The make it a better televised spectator sport, the older 38 mm balls were officially replaced by 40 mm balls. This ensured the ball’s air resistance increased, slowing the game down more. A ruling in 2008 decided by an Executive Meeting meant that players could not easily switch associations and it also encouraged nations and regions to develop their own players. To further enhance the commercial appeal of table tennis, World Table Tennis was founded by ITTF with the focus specifically on professional athletes. The history of table tennis dates to Victorian England where the game mainly served the upper-class as an after-dinner entertainment. The name ‘ping-pong’ was in wide use before J. Jaques & Sons Ltd trademarked it in 1901. The expensive equipment manufactured by the company forced most associations to change their names to ‘table tennis’ instead of the more common name.

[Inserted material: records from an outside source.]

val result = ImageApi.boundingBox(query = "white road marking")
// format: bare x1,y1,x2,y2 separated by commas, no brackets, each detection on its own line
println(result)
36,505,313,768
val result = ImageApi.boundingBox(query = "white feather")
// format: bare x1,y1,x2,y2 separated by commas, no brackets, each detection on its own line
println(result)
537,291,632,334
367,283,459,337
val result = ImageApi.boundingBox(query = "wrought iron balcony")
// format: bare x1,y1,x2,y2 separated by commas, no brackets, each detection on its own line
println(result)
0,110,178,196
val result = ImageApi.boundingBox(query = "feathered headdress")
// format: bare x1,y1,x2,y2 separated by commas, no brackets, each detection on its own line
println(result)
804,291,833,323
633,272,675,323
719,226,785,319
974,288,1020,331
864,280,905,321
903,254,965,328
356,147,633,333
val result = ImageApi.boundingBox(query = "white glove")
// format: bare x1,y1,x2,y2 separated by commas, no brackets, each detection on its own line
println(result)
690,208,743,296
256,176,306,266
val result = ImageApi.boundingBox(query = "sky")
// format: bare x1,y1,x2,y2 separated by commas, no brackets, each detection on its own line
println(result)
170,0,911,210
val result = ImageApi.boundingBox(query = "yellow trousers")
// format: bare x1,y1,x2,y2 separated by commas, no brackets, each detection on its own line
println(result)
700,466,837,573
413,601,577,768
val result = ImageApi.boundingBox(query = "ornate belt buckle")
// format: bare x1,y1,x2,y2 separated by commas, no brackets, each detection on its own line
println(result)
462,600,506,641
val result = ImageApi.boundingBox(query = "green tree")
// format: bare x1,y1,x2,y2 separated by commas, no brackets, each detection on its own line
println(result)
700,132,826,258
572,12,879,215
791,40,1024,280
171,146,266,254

The same situation occurred in the States when the trademark was sold to Parker Brothers. In the early 1900s the game took a significant step forward with the introduction of celluloid balls and the invention of the specialized sheet of rubber that was fixed to the racket. In 1921 the Table Tennis Association was founded and renamed five years later to the English Table Tennis Association. Later the name was changed again to what we are familiar with today. Further changes to the equipment in the 1950s meant that an underlying sponge layer was added to the rubber sheet on the paddles. This brought about greater spin. The introduction of rules eventually meant the game was slowed down making it more appealing as a spectator sport. A further boost came when table tennis was first introduced to the Olympic program in 1988. It has featured at every Olympics since and has continued to grow to one of the most popular sports in the world today.